Schroder British Opportunities (SBO) has released its interim management report for the six months to 30/09/2023. Over the period, the trust saw a NAV decrease of 2.5% on a total return basis.

The trust has a combination of unquoted and publicly listed companies. At the end of the period, the portfolio consisted of nine private companies, totalling 65% of NAV and 23 public companies making up 27% of NAV.

The private investments rose by an aggregate 2.9%, having delivered a positive return in every quarter since inception. Public equities fell by 4.9% due in part to a bias to small and medium-sized companies. The discount narrow from 36% to 30% in the period. In the post statement period SBO's NAV rose 4.7% driven mostly by the public equity holdings including some M&A activity.

Cash levels rose to 10.5% following corporate activity. This is reserved to take advantage of a pipeline of opportunities. There is no gearing. 

When discussing the private equities, Chairman Neil England said: "the companies we have invested in have generally shown robust revenue growth and continue to increase market share" and struck an optimistic outlook, noting: "the patient shareholder will benefit when market sentiment changes and the value and quality of the underlying portfolio becomes appreciated".

Kepler View

Schroder British Opportunities (SBO) owns a blend of small and medium-sized private and public equities. We believe this affords the four-strong management the flexibility to identify and access the best growth potential, whether a company be quoted or unquoted.

In the report period, the private holdings led performance, with four of the top five positive contributors unquoted. The managers' focus on the growth capital and buyout spaces of the sector has contributed to this. Valuations have been driven by strong trading, transactional activity and both organic and inorganic growth. These were partially offset by multiple contraction to the portfolio which we understand reflects the lower valuations seen in public markets.
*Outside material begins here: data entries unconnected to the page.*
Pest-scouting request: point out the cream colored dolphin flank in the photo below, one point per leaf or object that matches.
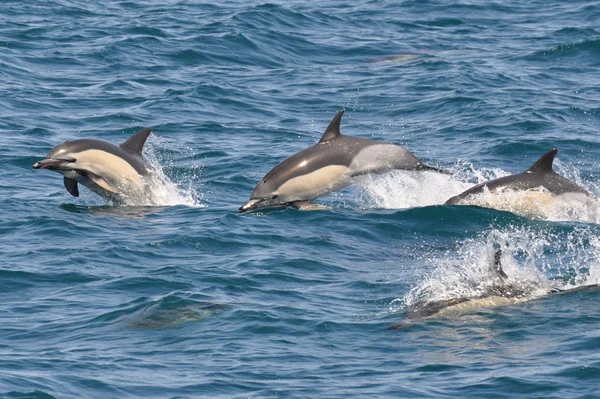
(532, 192)
(109, 170)
(329, 166)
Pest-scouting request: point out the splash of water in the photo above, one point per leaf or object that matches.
(402, 189)
(535, 262)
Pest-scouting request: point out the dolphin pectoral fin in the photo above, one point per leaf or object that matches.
(103, 183)
(308, 206)
(71, 186)
(301, 205)
(135, 144)
(432, 169)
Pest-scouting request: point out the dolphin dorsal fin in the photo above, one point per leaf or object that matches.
(333, 130)
(135, 144)
(544, 164)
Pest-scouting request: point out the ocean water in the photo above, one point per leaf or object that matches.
(180, 296)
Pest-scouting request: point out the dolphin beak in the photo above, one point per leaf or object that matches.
(52, 163)
(252, 204)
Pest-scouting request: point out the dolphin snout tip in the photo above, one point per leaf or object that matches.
(248, 206)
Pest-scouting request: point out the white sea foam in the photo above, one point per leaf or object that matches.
(535, 262)
(162, 190)
(403, 189)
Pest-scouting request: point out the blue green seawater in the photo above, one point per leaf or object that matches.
(184, 297)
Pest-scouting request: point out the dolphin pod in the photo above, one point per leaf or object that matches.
(118, 171)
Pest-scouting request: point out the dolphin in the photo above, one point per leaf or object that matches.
(500, 293)
(111, 171)
(540, 175)
(328, 166)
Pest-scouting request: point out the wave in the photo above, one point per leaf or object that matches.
(401, 189)
(535, 262)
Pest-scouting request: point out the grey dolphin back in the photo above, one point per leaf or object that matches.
(544, 164)
(135, 144)
(540, 174)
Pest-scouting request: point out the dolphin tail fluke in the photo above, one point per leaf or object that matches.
(432, 169)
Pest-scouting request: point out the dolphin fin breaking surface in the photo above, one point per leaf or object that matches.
(544, 164)
(333, 130)
(135, 144)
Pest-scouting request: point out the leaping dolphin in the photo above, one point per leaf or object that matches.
(540, 175)
(327, 167)
(109, 170)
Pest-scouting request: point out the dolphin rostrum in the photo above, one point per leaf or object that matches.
(540, 175)
(109, 170)
(328, 166)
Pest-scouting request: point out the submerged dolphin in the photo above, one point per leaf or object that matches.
(109, 170)
(539, 176)
(500, 293)
(327, 167)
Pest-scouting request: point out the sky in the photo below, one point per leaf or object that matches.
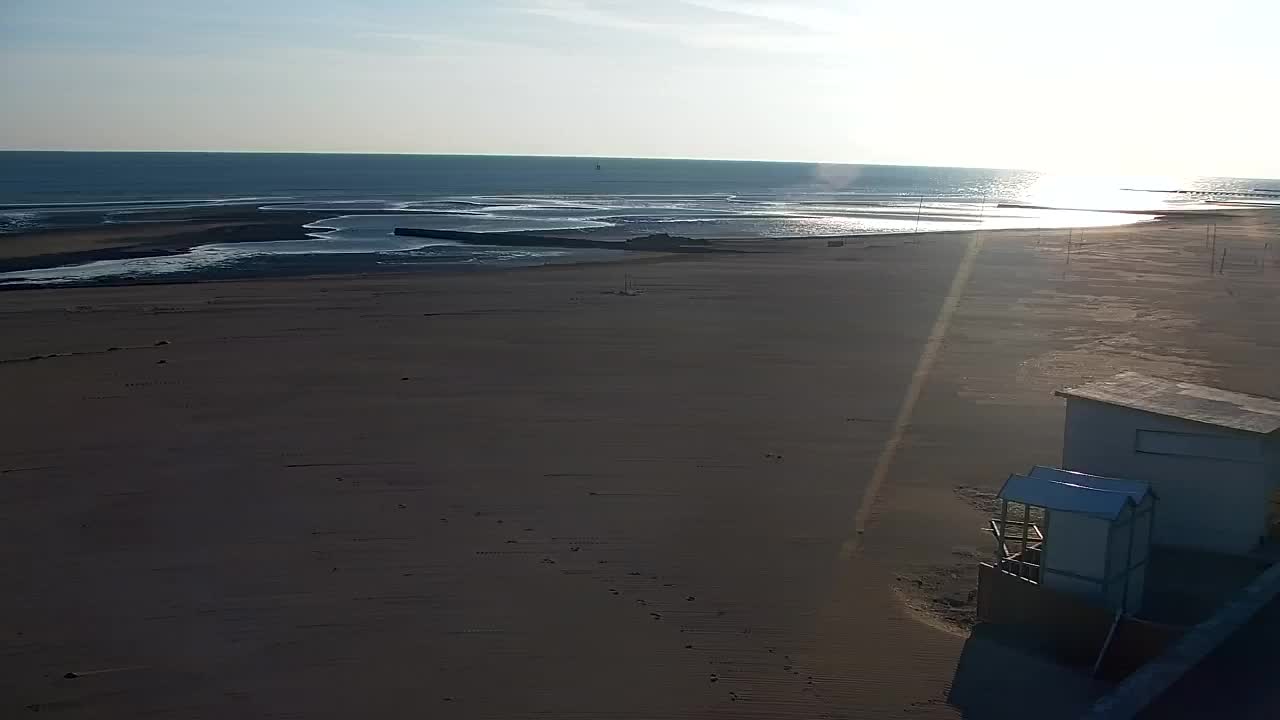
(1127, 86)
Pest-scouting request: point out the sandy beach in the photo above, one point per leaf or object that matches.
(745, 491)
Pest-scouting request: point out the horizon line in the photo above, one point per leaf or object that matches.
(676, 158)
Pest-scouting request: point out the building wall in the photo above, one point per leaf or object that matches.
(1066, 625)
(1214, 484)
(1075, 543)
(1141, 556)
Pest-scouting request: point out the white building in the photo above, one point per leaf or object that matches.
(1211, 455)
(1096, 533)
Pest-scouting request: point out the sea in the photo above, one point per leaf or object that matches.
(362, 197)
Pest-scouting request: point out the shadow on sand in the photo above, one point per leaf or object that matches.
(1001, 674)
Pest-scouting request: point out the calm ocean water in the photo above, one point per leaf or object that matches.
(613, 197)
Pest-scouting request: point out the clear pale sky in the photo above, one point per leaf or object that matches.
(1084, 85)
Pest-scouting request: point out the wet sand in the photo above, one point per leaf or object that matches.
(158, 232)
(526, 495)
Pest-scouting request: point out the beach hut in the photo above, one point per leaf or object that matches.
(1211, 455)
(1078, 533)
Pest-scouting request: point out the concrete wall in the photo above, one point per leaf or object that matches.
(1068, 627)
(1215, 497)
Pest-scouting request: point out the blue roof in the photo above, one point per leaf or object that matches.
(1074, 492)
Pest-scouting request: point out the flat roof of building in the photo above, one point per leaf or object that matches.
(1185, 401)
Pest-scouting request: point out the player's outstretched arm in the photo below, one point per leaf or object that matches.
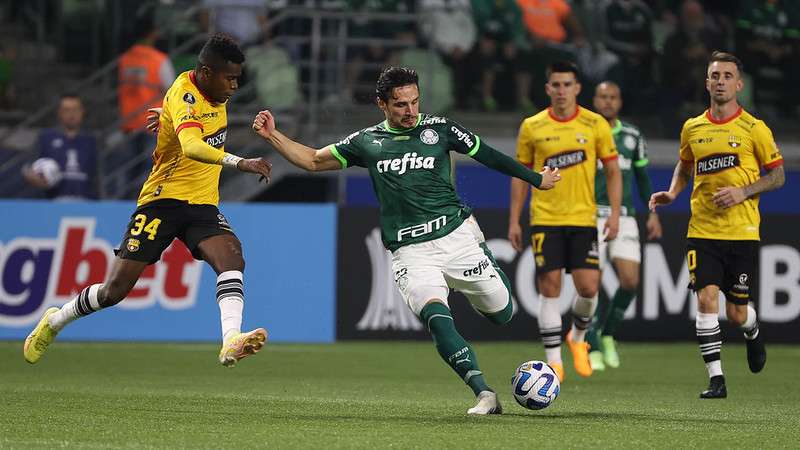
(296, 153)
(503, 163)
(730, 195)
(519, 193)
(680, 179)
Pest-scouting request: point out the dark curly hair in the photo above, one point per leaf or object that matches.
(219, 50)
(563, 67)
(394, 77)
(719, 56)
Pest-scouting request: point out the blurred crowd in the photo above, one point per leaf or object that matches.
(482, 55)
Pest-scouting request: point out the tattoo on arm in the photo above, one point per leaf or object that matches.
(769, 182)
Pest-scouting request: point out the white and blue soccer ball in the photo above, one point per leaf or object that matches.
(535, 385)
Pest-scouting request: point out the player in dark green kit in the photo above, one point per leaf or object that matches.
(624, 251)
(436, 243)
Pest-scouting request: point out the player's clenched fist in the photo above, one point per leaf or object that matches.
(256, 165)
(264, 124)
(549, 178)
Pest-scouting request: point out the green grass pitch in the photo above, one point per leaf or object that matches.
(381, 395)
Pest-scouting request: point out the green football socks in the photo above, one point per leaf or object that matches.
(453, 349)
(619, 304)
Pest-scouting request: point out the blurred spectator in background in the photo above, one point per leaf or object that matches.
(501, 39)
(627, 31)
(554, 32)
(244, 20)
(276, 78)
(768, 40)
(685, 56)
(436, 78)
(67, 164)
(144, 75)
(449, 28)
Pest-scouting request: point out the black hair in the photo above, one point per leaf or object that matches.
(719, 56)
(394, 77)
(563, 67)
(219, 50)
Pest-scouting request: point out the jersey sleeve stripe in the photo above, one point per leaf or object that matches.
(188, 125)
(477, 146)
(338, 156)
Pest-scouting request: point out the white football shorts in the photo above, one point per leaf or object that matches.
(427, 270)
(626, 245)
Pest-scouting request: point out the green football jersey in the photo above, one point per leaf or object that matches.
(632, 153)
(410, 171)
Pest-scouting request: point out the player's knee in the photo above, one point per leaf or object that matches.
(503, 316)
(736, 315)
(114, 291)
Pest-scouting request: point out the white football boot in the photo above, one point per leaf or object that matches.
(487, 404)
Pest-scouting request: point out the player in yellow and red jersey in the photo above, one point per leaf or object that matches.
(564, 223)
(725, 149)
(179, 200)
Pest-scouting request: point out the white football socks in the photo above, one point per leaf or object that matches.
(550, 327)
(230, 297)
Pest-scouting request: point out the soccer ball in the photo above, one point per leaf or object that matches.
(535, 385)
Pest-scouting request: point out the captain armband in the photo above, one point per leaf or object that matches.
(231, 160)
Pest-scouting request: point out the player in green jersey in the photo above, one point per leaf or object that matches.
(436, 243)
(624, 251)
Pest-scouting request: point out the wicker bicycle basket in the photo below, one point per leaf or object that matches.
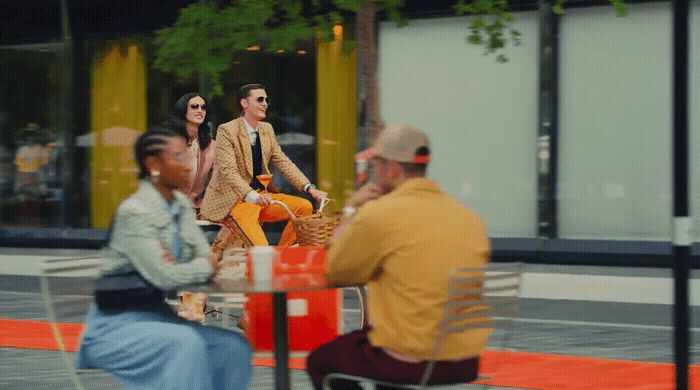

The public equity holdings have been a headwind due to the portfolio's smaller company bias though since the period ended, SBO's holdings have bounced back strongly, including through M&A. We believe the macro headwinds have arguably eased recently and as such, the outlook is looking brighter.

Portfolio activity has been limited. Keywords Studios was sold due to concerns over the impact of artificial intelligence and City Pub Group (CPC) was trimmed following a strong period. Post period end, CPC was subsequently bid for, leading to an exiting of the position.

Positive share price returns have led to a narrowing of SBO's discount. However, we believe there is plenty of potential at the current level. Furthermore, the NAV reflects weakness in the public equities, implying the private equities are being discounted even further. The managers highlight robust underlying performance, as well as an improvement in markets post-statement as reasons to be optimistic. If the broader outlook continues to improve, we believe the current discount may prove an attractive entry point for long-term investors.